Get an external drive to serve as a backup.

Use either CarbonCopyCloner or SuperDuper to create a BOOTABLE cloned backup of your current install on a backup drive.
IMPORTANT: DO NOT USE time machine. You need to create a BOOTABLE backup!

CCC and SD are FREE to use for 30 days.
Doing what I suggest will cost you nothing.

Now... BOOT FROM the cloned backup drive.

Open Disk Utility.

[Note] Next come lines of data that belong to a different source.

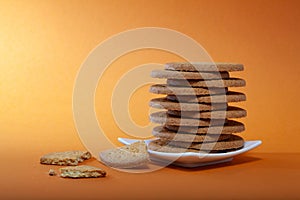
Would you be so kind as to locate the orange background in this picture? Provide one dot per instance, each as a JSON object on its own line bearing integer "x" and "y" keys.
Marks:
{"x": 43, "y": 44}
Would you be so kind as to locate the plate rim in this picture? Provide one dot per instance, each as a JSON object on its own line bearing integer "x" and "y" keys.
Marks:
{"x": 250, "y": 144}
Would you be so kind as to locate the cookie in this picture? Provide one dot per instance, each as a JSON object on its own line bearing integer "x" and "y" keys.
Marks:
{"x": 82, "y": 171}
{"x": 65, "y": 158}
{"x": 229, "y": 97}
{"x": 128, "y": 156}
{"x": 233, "y": 143}
{"x": 168, "y": 74}
{"x": 230, "y": 126}
{"x": 204, "y": 66}
{"x": 231, "y": 112}
{"x": 164, "y": 89}
{"x": 163, "y": 118}
{"x": 229, "y": 82}
{"x": 164, "y": 133}
{"x": 164, "y": 103}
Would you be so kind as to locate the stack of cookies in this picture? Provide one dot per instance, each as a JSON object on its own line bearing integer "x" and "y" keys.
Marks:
{"x": 198, "y": 114}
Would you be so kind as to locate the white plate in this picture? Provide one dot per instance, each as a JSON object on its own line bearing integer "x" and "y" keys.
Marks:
{"x": 192, "y": 159}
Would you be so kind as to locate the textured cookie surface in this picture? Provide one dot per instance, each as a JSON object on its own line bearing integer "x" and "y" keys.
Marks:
{"x": 233, "y": 143}
{"x": 65, "y": 158}
{"x": 228, "y": 97}
{"x": 163, "y": 118}
{"x": 128, "y": 156}
{"x": 164, "y": 133}
{"x": 164, "y": 103}
{"x": 231, "y": 112}
{"x": 230, "y": 126}
{"x": 204, "y": 66}
{"x": 168, "y": 74}
{"x": 164, "y": 89}
{"x": 82, "y": 171}
{"x": 230, "y": 82}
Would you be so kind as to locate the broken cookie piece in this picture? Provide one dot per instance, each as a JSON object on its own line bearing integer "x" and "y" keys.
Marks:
{"x": 82, "y": 171}
{"x": 129, "y": 156}
{"x": 65, "y": 158}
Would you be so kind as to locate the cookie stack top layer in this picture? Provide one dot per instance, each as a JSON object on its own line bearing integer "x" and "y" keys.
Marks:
{"x": 197, "y": 112}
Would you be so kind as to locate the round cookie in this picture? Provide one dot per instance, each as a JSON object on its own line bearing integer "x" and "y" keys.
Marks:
{"x": 164, "y": 133}
{"x": 229, "y": 97}
{"x": 233, "y": 143}
{"x": 164, "y": 89}
{"x": 230, "y": 126}
{"x": 168, "y": 74}
{"x": 163, "y": 118}
{"x": 231, "y": 112}
{"x": 204, "y": 66}
{"x": 164, "y": 103}
{"x": 229, "y": 82}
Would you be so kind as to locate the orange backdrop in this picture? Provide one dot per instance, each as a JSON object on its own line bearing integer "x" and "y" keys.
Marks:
{"x": 43, "y": 44}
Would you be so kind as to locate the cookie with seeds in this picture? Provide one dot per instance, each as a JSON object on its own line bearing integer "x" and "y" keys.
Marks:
{"x": 204, "y": 66}
{"x": 164, "y": 103}
{"x": 169, "y": 90}
{"x": 169, "y": 74}
{"x": 228, "y": 82}
{"x": 128, "y": 156}
{"x": 65, "y": 158}
{"x": 231, "y": 112}
{"x": 163, "y": 118}
{"x": 82, "y": 171}
{"x": 230, "y": 126}
{"x": 164, "y": 133}
{"x": 233, "y": 143}
{"x": 229, "y": 97}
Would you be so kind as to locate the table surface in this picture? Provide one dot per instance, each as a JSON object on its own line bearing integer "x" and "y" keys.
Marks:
{"x": 248, "y": 176}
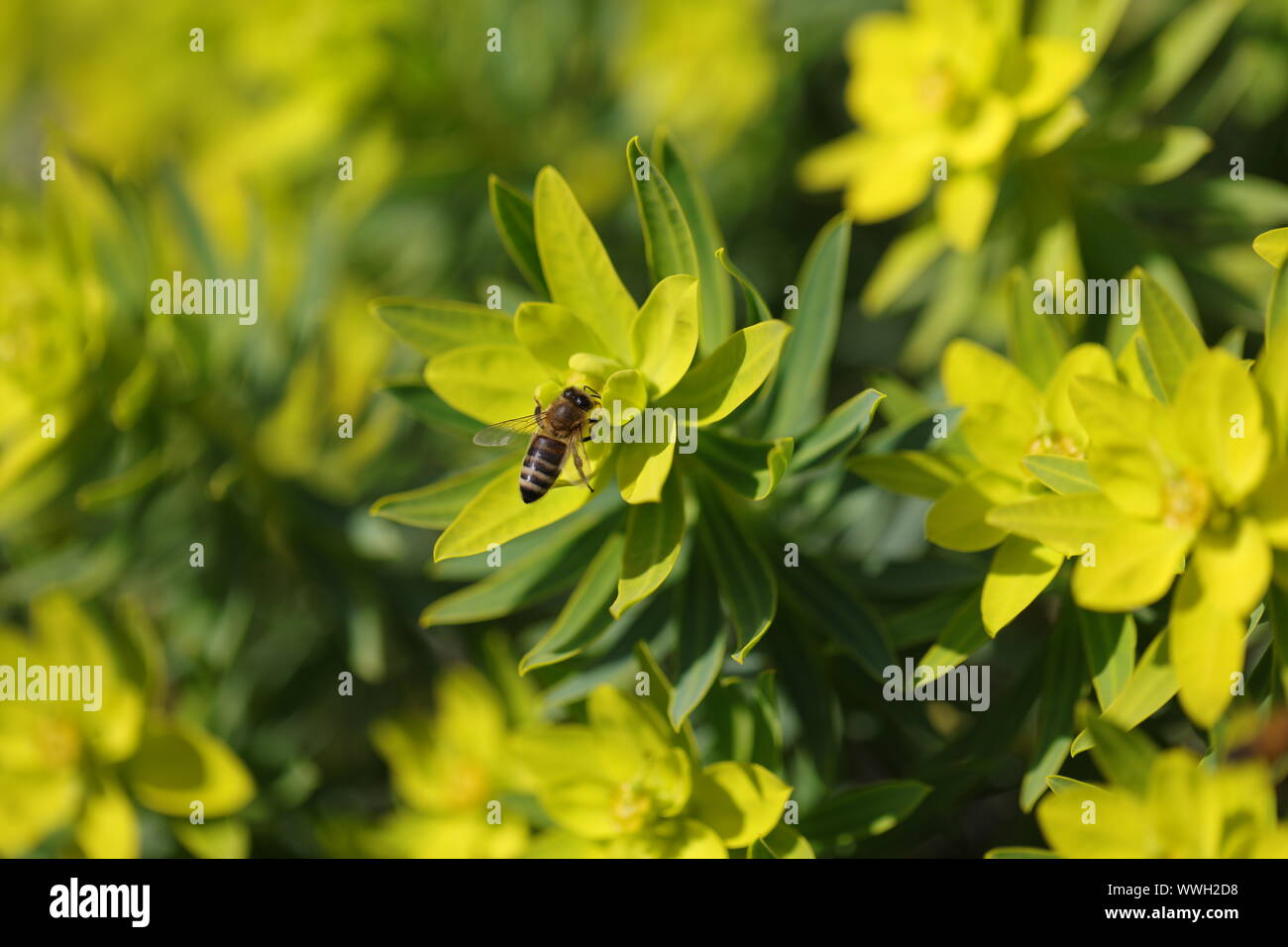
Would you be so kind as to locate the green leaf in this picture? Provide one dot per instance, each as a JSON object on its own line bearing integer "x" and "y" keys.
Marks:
{"x": 747, "y": 585}
{"x": 511, "y": 211}
{"x": 728, "y": 376}
{"x": 905, "y": 261}
{"x": 1173, "y": 341}
{"x": 653, "y": 535}
{"x": 1061, "y": 474}
{"x": 800, "y": 384}
{"x": 660, "y": 696}
{"x": 715, "y": 296}
{"x": 1034, "y": 343}
{"x": 1060, "y": 690}
{"x": 1273, "y": 247}
{"x": 1147, "y": 158}
{"x": 178, "y": 763}
{"x": 497, "y": 514}
{"x": 828, "y": 602}
{"x": 914, "y": 474}
{"x": 1019, "y": 573}
{"x": 755, "y": 302}
{"x": 553, "y": 334}
{"x": 961, "y": 637}
{"x": 665, "y": 333}
{"x": 643, "y": 468}
{"x": 784, "y": 841}
{"x": 837, "y": 433}
{"x": 1150, "y": 685}
{"x": 226, "y": 838}
{"x": 433, "y": 326}
{"x": 438, "y": 504}
{"x": 751, "y": 468}
{"x": 864, "y": 812}
{"x": 487, "y": 382}
{"x": 668, "y": 241}
{"x": 1109, "y": 643}
{"x": 1276, "y": 309}
{"x": 585, "y": 616}
{"x": 703, "y": 639}
{"x": 428, "y": 407}
{"x": 1124, "y": 757}
{"x": 539, "y": 574}
{"x": 1183, "y": 46}
{"x": 1019, "y": 852}
{"x": 576, "y": 265}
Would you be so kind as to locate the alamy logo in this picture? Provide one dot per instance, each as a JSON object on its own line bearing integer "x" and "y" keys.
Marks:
{"x": 652, "y": 425}
{"x": 206, "y": 298}
{"x": 941, "y": 684}
{"x": 53, "y": 684}
{"x": 1087, "y": 296}
{"x": 102, "y": 900}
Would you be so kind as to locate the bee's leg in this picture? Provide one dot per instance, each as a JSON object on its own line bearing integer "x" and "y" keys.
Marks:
{"x": 581, "y": 471}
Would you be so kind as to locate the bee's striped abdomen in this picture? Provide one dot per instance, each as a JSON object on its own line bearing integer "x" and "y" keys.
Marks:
{"x": 541, "y": 467}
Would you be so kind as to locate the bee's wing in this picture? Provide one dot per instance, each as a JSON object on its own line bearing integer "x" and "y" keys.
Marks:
{"x": 503, "y": 432}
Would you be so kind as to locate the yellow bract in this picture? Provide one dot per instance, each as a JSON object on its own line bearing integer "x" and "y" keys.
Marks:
{"x": 943, "y": 88}
{"x": 1184, "y": 810}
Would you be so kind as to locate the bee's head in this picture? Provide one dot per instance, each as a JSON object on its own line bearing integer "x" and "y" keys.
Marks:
{"x": 581, "y": 397}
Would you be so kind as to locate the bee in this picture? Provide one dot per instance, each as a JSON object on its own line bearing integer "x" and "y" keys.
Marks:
{"x": 557, "y": 433}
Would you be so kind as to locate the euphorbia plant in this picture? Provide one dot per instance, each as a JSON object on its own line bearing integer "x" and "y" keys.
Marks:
{"x": 679, "y": 352}
{"x": 1166, "y": 462}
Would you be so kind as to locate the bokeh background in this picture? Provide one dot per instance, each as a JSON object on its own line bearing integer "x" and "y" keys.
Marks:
{"x": 174, "y": 431}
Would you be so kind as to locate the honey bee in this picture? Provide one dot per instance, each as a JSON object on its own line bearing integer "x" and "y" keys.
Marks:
{"x": 557, "y": 432}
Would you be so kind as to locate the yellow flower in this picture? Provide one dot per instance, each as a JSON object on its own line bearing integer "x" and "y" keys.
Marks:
{"x": 944, "y": 88}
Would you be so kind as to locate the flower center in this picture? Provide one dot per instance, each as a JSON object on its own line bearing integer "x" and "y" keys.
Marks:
{"x": 1055, "y": 442}
{"x": 631, "y": 808}
{"x": 936, "y": 88}
{"x": 1186, "y": 501}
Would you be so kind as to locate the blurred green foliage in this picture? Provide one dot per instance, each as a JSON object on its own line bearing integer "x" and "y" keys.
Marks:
{"x": 175, "y": 431}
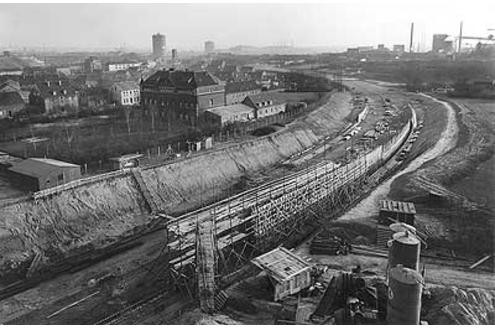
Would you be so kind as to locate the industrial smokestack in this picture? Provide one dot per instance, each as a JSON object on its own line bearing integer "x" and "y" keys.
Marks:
{"x": 411, "y": 37}
{"x": 460, "y": 39}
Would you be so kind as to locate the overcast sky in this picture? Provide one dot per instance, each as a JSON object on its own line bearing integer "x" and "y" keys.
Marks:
{"x": 187, "y": 26}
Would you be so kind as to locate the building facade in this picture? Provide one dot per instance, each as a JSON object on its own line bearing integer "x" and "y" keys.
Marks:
{"x": 55, "y": 96}
{"x": 266, "y": 104}
{"x": 224, "y": 115}
{"x": 10, "y": 103}
{"x": 182, "y": 95}
{"x": 236, "y": 92}
{"x": 158, "y": 45}
{"x": 121, "y": 66}
{"x": 92, "y": 64}
{"x": 126, "y": 93}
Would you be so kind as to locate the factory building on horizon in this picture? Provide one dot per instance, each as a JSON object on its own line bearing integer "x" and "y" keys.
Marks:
{"x": 441, "y": 44}
{"x": 209, "y": 46}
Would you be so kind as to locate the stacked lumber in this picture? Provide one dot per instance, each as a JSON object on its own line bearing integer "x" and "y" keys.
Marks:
{"x": 329, "y": 244}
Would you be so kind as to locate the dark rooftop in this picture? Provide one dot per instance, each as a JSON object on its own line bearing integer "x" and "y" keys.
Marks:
{"x": 182, "y": 80}
{"x": 10, "y": 98}
{"x": 233, "y": 87}
{"x": 39, "y": 167}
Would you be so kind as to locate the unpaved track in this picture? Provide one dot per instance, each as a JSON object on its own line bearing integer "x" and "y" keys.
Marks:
{"x": 368, "y": 207}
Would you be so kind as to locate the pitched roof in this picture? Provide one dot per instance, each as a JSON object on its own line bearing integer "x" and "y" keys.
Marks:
{"x": 39, "y": 167}
{"x": 231, "y": 109}
{"x": 182, "y": 80}
{"x": 281, "y": 264}
{"x": 47, "y": 91}
{"x": 10, "y": 85}
{"x": 126, "y": 85}
{"x": 241, "y": 86}
{"x": 266, "y": 98}
{"x": 10, "y": 98}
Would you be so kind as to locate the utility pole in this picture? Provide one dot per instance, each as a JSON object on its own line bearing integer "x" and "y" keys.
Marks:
{"x": 460, "y": 39}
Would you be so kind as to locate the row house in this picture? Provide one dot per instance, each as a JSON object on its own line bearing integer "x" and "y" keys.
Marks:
{"x": 126, "y": 93}
{"x": 55, "y": 96}
{"x": 236, "y": 92}
{"x": 182, "y": 94}
{"x": 266, "y": 104}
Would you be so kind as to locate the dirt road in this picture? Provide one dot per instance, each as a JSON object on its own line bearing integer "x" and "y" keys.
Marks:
{"x": 368, "y": 207}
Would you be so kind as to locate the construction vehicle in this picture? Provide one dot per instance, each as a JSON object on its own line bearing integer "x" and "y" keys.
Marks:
{"x": 348, "y": 300}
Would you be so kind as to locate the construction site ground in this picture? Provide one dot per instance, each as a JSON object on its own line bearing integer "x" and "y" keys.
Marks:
{"x": 26, "y": 306}
{"x": 454, "y": 132}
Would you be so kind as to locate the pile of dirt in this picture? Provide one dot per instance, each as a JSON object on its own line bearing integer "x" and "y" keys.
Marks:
{"x": 101, "y": 211}
{"x": 196, "y": 317}
{"x": 456, "y": 306}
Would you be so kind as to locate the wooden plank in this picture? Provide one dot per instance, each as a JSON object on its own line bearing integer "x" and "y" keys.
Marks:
{"x": 481, "y": 261}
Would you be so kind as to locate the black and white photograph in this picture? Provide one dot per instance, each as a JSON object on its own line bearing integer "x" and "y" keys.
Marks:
{"x": 247, "y": 163}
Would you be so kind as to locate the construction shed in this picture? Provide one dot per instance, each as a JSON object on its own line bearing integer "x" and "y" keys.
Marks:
{"x": 397, "y": 211}
{"x": 126, "y": 161}
{"x": 288, "y": 272}
{"x": 36, "y": 174}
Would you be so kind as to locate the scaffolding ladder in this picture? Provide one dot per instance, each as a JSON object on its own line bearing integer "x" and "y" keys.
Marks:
{"x": 205, "y": 265}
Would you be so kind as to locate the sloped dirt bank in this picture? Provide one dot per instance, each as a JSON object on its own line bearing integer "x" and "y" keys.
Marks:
{"x": 457, "y": 218}
{"x": 99, "y": 212}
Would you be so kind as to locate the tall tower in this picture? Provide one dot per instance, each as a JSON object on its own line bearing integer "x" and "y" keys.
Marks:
{"x": 460, "y": 39}
{"x": 411, "y": 37}
{"x": 158, "y": 43}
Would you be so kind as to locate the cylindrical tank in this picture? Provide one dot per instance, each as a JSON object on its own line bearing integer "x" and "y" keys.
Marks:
{"x": 401, "y": 226}
{"x": 404, "y": 296}
{"x": 404, "y": 249}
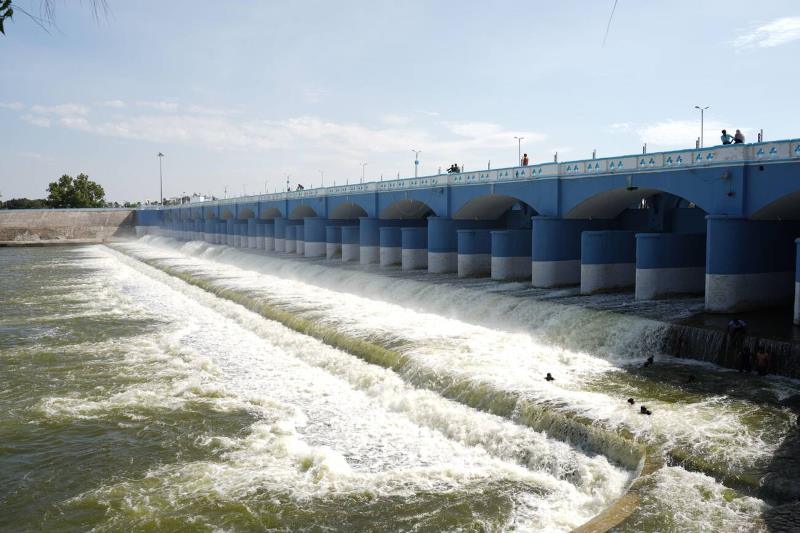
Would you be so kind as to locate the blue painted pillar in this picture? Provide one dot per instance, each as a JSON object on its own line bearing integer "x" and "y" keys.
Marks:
{"x": 556, "y": 250}
{"x": 511, "y": 254}
{"x": 414, "y": 243}
{"x": 333, "y": 242}
{"x": 314, "y": 235}
{"x": 390, "y": 246}
{"x": 670, "y": 263}
{"x": 474, "y": 253}
{"x": 749, "y": 264}
{"x": 280, "y": 234}
{"x": 351, "y": 244}
{"x": 252, "y": 233}
{"x": 608, "y": 261}
{"x": 230, "y": 233}
{"x": 290, "y": 240}
{"x": 269, "y": 236}
{"x": 797, "y": 284}
{"x": 369, "y": 240}
{"x": 299, "y": 239}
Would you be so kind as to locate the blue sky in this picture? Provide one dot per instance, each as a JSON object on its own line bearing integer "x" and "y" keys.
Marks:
{"x": 239, "y": 95}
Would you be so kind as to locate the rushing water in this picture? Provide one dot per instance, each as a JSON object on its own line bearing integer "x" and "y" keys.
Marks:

Go to the view menu and choose "show all devices" (VERY important step).

Select "the top line" that represents the physical drive inside your Mac.

ERASE it.
- For High Sierra and earlier, choose Mac OS extended with journaling enabled, GUID partition format.
- For Mojave and later, choose APFS with GUID partition format.
(Looks like you need APFS)

Now try disk utility's "first aid" function again.
Do you still get the same errors, or have they been "cleaned up".

If they're gone, and the disk now looks good, quit Disk Utility and re-open CCC (or SD).

Next, RE-clone the contents of the cloned backup BACK TO the internal drive.

That should do it.

I realize this is "some work" and will take some time, but sometimes the only way to clear up problems with disk corruption is to just erase it and start over.
my friends imac, had this issue.... viruses too..... i used CCC on my macbook pro, with imac in target mode. Did a clamx av scan, got rid of all the malware, cloned to external, erase imac internal, cloned back to imac from external.... a few hiccups but dealt with.... ALL FIXED AND WORKING!!!!! THANK YOU FISHR!!!